Towards Context-Aware Navigation in Agricultural Environments For Long-Term Autonomous Robots
Benjamin Kisliuk, Mark Höllmann, Christoph Tieben, Jan Christoph Krause, Sebastian Pütz, Santiago Focke Martinez, Alexander Mock, Felix Igelbrink, Thomas Wiemann, Stefan Stiene and Joachim Hertzberg of the German Research Center for Artificial Intelligence (DFKI), Plan Based Robot Control, Osnabrück University and the Institute of Computer Science.
Currently, most robotic systems are remote controlled or are based on a single global environment representation. This fixed representation and the fixed set of behaviors limits the flexibility of autonomous robots. In agriculture, the environment changes fast during vegetation periods. This demands context-sensitive navigation. We want to enable our robotic system AROX (Autonomous Robotic Experimental Platform) to map fields over an entire vegetation period without any human intervention and to adapt its action schemes to the environment. For this purpose, we set up the hardware infrastructure for housing and charging the robot, and implemented the required software based on the Robot Operating System (ROS) to realize the desired context sensitivity.

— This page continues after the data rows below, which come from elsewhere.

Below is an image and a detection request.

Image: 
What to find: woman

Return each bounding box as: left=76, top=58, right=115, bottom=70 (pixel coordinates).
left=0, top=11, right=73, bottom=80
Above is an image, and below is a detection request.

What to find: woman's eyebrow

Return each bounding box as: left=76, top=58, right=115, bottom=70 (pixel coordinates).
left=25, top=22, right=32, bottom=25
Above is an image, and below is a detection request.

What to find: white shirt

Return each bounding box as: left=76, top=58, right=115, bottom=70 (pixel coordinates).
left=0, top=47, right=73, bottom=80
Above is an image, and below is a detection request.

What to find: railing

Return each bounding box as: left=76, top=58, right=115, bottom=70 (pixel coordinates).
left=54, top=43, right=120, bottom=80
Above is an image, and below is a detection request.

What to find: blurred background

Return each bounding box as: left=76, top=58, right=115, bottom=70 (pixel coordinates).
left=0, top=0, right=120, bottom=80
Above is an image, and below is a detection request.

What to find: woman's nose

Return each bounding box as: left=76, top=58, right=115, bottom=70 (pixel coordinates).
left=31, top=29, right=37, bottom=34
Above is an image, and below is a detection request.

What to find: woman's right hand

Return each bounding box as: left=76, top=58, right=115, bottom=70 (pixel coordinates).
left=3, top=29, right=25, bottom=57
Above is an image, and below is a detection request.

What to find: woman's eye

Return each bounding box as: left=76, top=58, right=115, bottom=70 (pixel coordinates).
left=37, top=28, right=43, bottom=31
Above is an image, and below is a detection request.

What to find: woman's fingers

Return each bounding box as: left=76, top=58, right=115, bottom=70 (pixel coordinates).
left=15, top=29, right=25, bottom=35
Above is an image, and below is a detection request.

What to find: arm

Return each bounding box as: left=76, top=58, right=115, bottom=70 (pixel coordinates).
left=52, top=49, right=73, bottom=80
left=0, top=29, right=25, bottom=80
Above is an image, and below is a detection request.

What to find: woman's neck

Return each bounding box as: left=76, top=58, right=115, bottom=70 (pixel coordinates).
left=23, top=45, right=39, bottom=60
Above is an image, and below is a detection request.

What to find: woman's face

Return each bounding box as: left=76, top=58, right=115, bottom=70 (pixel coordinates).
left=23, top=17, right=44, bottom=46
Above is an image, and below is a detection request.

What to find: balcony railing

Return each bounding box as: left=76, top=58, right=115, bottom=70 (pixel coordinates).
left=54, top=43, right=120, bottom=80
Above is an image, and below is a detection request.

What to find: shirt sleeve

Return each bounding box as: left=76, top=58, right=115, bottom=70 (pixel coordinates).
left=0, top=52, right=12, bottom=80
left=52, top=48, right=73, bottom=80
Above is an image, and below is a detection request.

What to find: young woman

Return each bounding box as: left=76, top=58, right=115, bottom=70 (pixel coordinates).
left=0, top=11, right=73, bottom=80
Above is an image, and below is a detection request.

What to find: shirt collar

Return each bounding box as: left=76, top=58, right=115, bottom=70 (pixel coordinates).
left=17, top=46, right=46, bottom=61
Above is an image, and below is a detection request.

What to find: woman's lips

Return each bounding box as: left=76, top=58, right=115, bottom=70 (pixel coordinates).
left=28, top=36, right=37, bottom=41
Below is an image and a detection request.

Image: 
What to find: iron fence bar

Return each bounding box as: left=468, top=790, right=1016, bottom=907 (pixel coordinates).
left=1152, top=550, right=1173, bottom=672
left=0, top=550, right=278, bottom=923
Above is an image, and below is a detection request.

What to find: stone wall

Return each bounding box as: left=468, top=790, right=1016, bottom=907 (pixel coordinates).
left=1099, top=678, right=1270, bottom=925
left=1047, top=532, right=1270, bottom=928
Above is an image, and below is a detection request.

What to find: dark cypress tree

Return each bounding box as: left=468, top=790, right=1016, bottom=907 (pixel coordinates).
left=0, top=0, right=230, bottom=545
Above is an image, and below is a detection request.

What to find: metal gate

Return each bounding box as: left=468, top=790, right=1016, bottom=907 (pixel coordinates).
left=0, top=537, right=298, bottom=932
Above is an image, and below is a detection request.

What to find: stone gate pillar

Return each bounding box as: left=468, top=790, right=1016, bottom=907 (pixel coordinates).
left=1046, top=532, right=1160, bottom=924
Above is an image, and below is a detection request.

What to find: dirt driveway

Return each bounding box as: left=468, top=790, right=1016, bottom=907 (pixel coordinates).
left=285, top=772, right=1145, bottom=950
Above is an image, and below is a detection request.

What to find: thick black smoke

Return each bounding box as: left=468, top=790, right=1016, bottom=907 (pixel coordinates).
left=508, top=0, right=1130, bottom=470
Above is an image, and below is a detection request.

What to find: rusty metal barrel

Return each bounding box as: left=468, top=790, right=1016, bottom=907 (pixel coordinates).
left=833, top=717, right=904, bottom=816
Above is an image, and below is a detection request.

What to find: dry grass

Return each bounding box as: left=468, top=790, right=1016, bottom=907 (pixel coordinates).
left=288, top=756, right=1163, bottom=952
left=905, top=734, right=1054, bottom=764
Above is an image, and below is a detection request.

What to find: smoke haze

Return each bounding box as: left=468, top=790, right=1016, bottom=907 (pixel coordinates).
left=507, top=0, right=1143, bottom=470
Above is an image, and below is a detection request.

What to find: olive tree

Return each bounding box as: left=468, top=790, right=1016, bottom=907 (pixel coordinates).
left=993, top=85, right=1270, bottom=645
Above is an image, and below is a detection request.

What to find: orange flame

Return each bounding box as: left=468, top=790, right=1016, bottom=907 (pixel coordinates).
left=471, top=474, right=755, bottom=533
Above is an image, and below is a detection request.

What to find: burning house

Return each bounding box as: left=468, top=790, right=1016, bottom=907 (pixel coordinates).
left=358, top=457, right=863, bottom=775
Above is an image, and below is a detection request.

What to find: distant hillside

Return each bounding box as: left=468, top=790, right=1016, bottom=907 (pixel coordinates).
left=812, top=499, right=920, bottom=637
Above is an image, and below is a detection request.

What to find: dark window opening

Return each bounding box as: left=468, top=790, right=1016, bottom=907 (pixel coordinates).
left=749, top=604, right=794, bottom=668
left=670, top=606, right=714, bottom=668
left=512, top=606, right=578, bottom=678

For common static environments, especially indoor scenarios, established solutions, e.g. based on static grid maps, are available. But for long-term autonomous applications, it must be considered that a change in environment might be expectable in some regions. A change can also be unforeseen elsewhere. Thus, it is not possible to rely solely on the established solutions. Depending on the layouts of the fields, the condition of the plants, the season and the weather specific solutions are required. However, the established solutions are well tested and understood for simple applications and can therefore be used to solve subproblems.
We want to consider the semantic and geometric context by combining the classical algorithms with novel application-specific methods. For this purpose, we deployed the autonomous system AROX for plant monitoring, in a real field environment. The system consists of two main components: the mobile robot itself, which is able to drive around and sense the environment, and a container located next to the field, which contains the loading device and gives shelter to the robot. The aim in this example scenario is to enable the robot to create 3D scans of a cornfield on a regular basis without any user interaction.
We annotated a geometric map of the surroundings with semantic information and divided the map into different navigation zones. This allows us to choose the most appropriate planning and navigation method specialized for the specific semantic context. The context is indicated by the annotated geometric environment model. In this contribution we present the implementation of the technical aspects for robust navigation of such a system based on a semantic map. We introduce the system components of the used mapping system and the ROS-based implementation of context sensitive operation.
The presented AROX prototype is able to navigate safely through different zones within the environment. To further improve autonomy, an execution monitoring system is required for long-term autonomy to detect abnormal behavior of the system and unforeseen events. For this purpose, the current semantic environment map will be combined with a symbolic model to enable rule-based reasoning for process state detection. Such asemantic monitoring system would allow automatic recognition of process states on an abstract level, such as "loading", "driving" or "scanning", based on the sensor data and the semantic environment model. Furthermore, illegal, or abnormal states can also be detected by defining simple rules.
The DFKI Niedersachsen Lab (DFKINI) is sponsored by the Ministry of Science and Culture of Lower Saxony and the Volkswagen Stiftung.